One of the challenges of By Violence Unavenged has been make the world of 1930s Vienna accessible to a non-German speaking reader. Music, and song in particular, has proved an invaluable medium. Austrians love to sing, so the inclusion of song is essential in bringing that culture to life. By Violence Unavenged abounds in songs: lieder, Wienerlieder, anthems, hymns, marching songs, Christmas carols, and music hall ditties. And, no, there is no singing of ‘Eidelweiss’. Some are in the original German, others translated; and I suppose there are going to be quite a lot of endnotes.

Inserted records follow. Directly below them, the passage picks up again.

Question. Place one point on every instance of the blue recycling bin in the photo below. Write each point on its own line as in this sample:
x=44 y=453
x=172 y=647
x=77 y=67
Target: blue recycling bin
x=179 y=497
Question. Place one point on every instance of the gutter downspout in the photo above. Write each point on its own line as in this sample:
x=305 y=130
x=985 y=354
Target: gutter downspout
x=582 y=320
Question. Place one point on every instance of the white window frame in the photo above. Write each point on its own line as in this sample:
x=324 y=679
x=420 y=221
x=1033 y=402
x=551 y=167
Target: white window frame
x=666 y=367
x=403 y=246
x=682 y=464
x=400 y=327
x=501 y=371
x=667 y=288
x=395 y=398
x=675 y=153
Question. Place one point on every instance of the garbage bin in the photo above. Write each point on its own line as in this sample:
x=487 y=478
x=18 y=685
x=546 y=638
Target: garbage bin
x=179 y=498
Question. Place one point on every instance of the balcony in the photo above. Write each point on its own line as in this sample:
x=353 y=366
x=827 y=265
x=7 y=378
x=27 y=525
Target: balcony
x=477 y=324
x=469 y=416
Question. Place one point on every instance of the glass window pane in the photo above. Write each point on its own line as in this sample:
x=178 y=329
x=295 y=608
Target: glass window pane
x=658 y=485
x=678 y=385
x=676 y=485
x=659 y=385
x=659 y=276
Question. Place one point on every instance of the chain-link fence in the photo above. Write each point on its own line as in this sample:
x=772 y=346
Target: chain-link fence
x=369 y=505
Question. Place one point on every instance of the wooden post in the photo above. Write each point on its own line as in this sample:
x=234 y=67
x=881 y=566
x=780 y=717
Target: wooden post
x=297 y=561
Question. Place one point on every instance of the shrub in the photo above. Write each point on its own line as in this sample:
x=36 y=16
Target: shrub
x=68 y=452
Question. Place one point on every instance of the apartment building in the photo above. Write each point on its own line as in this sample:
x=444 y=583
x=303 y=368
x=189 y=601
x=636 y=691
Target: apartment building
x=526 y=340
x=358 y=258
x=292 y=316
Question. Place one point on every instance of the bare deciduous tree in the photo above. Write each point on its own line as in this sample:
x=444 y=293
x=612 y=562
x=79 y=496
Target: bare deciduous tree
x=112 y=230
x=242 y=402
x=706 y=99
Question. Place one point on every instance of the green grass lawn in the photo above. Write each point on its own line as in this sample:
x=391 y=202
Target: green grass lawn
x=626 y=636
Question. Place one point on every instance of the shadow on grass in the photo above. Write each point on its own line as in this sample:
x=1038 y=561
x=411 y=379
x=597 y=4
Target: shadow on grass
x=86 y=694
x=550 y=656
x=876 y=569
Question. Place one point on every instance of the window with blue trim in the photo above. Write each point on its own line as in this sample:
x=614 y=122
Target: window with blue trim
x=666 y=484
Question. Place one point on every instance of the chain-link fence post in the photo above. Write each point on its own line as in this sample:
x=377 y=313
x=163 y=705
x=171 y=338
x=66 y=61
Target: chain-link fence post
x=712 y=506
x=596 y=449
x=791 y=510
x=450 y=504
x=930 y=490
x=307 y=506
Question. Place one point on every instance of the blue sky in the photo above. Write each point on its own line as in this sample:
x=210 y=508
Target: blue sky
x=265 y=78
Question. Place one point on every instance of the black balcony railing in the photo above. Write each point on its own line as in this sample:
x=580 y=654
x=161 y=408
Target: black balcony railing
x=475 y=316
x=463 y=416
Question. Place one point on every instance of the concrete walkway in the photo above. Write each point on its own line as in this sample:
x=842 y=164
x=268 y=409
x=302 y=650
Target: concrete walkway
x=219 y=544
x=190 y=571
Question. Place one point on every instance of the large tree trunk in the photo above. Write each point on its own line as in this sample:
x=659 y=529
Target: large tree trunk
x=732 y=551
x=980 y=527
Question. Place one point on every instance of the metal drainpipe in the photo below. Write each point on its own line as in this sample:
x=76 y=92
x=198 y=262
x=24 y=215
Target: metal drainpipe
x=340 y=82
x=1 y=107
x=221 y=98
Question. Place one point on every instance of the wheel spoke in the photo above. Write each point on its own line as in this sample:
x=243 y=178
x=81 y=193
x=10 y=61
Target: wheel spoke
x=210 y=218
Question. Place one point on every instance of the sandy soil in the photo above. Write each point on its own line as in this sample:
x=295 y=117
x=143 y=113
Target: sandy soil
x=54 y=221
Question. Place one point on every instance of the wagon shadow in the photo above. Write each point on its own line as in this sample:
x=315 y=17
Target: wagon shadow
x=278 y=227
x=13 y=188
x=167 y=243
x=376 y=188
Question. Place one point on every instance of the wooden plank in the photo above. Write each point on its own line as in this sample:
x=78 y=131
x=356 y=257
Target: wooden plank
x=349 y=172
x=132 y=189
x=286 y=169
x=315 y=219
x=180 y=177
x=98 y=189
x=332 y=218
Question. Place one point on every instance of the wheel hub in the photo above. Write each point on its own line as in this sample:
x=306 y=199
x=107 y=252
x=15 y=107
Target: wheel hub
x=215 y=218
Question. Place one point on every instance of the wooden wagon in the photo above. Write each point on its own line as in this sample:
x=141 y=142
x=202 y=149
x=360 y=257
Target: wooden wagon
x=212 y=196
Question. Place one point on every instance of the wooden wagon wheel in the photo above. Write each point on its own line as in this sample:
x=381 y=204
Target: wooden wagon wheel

Sometimes, however, a song is a useful tool for creating atmosphere and presenting themes, but is dramatically inappropriate. For instance, having a seven year old non-German speaker sing Schubert’s ‘An Die Musik’ in perfect German would be out of place, pretentious, and boring from a dramatic perspective. But, for a seven year old to sing a mondegreen version of the song, now that works!

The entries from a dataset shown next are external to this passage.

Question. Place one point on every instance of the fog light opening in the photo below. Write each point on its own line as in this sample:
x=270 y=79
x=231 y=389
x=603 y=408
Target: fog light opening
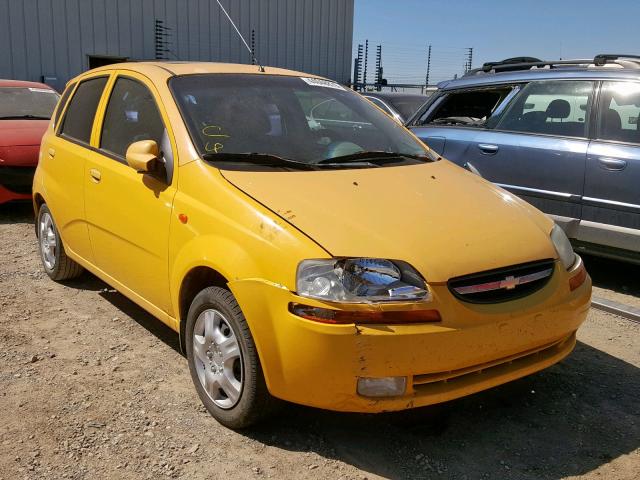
x=578 y=279
x=382 y=387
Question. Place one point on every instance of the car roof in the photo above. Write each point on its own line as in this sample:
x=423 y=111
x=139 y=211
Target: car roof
x=590 y=73
x=392 y=95
x=168 y=69
x=24 y=84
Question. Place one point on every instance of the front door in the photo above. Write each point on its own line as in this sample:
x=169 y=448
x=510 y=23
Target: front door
x=129 y=213
x=612 y=179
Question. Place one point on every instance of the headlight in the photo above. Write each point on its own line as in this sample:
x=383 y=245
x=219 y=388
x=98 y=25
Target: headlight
x=563 y=247
x=360 y=280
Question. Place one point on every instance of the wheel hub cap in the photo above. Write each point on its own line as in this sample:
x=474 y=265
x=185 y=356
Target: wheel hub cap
x=217 y=358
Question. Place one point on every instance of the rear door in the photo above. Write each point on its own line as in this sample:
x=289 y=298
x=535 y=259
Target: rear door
x=611 y=211
x=63 y=159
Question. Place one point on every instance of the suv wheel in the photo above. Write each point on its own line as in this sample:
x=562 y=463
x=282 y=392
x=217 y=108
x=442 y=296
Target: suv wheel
x=54 y=259
x=223 y=360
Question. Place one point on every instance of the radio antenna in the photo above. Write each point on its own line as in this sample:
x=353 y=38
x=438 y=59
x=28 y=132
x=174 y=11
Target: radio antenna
x=253 y=57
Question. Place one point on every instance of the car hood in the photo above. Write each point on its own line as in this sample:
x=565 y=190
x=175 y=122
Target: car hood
x=22 y=132
x=440 y=218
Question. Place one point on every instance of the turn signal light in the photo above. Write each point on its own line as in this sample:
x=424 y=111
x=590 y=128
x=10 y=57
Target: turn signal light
x=578 y=279
x=341 y=317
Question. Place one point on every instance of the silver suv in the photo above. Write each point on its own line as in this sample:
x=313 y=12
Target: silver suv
x=565 y=136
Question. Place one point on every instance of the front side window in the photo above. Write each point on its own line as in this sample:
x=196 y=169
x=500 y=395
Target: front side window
x=552 y=108
x=619 y=112
x=28 y=103
x=132 y=115
x=473 y=108
x=78 y=120
x=305 y=120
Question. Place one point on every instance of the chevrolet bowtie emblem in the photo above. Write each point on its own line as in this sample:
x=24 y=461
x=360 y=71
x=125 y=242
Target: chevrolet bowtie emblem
x=510 y=282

A mondegreen is a mishearing or misinterpretation of a phrase resulting from the mishearing of a poem or song, in a way that gives it a new meaning. The term was coined in 1954 by American writer Sylvia Wright when recalling how as a girl she had misheard the lyric “…and laid him on the green” in a Scottish ballad as “…and Lady Mondegreen” (https://en.wikipedia.org/wiki/Mondegreen).
Children are brilliant at this form of linguistic corruption. They frequently convert the sounds they hear into words they comprehend and warp the meaning in the process. In the Australian National Anthem, for example, youngsters will patriotically sing ‘Australians all eat ostriches’, instead of ‘Australians all let us rejoice’. One can only wonder what is going on in their heads.

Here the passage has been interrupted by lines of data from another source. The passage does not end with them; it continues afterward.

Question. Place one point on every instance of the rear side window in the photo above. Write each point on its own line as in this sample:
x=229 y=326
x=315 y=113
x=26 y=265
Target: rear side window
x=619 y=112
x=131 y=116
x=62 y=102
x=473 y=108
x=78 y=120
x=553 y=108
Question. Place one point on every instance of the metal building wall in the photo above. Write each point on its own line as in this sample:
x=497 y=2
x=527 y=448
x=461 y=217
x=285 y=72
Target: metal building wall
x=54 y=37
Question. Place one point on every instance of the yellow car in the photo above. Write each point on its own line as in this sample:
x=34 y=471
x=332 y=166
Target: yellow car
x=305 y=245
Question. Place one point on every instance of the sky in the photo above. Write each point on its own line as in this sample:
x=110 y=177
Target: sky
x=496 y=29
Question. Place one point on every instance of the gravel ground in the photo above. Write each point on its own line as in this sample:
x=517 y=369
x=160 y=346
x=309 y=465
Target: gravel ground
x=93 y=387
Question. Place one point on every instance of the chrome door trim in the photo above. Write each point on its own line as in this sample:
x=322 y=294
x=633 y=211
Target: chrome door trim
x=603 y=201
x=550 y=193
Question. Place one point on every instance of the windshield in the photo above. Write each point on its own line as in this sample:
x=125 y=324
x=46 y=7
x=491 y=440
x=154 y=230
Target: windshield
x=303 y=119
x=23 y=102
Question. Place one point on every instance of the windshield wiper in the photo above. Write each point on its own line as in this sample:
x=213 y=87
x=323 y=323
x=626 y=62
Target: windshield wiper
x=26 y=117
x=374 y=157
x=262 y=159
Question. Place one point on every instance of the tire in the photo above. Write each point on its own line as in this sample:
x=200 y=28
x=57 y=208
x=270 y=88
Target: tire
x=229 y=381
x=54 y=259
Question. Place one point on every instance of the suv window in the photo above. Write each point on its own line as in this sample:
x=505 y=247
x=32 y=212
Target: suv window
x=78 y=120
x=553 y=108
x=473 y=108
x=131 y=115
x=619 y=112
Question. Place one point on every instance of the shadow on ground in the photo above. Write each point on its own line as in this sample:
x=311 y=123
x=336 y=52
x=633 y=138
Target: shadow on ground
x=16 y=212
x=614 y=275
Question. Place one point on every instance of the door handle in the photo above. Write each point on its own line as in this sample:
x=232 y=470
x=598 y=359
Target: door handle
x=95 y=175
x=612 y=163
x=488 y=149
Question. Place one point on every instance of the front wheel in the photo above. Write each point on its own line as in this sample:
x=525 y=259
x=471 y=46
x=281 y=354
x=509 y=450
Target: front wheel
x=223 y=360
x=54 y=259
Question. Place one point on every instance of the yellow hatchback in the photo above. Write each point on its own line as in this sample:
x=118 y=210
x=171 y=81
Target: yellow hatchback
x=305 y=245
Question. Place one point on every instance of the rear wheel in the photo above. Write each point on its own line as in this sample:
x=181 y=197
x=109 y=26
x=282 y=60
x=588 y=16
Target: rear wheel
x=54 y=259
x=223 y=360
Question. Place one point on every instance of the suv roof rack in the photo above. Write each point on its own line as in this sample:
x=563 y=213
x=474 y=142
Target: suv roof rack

In By Violence Unavenged, a seven year old Phoebe Raye sings her own mondegreen version of Schubert’s ‘An Die Musik’ based on what she has heard of the original German lyrics sung by her father. For the author, it was a fun piece of writing, the result of repeated listening to Dietrich Fischer-Dieskau. For young Phoebe, ‘An Die Musik’ is ‘Handy Music’. This form of corruption, in which music is twisted (innocently and rather humorously in the above instance) prefaces the use of music in In the Hearts of Kings, in which music becomes a very ‘handy’ tool. Whereas in the post World War I world of A Distant Prospect, music restores and heals; in Hearts of Kings music might be a thing of beauty, an ambassador from ‘a better world’, but it is also a means of propaganda and defiance; it might heal, but it is also a poison; it is both creative and destructive; finally, it is critical to survival. As such it reflects the disturbed brave new world of a Europe heading towards another, even more catastrophic war; as well as the conflicted inner world of of the protagonist herself.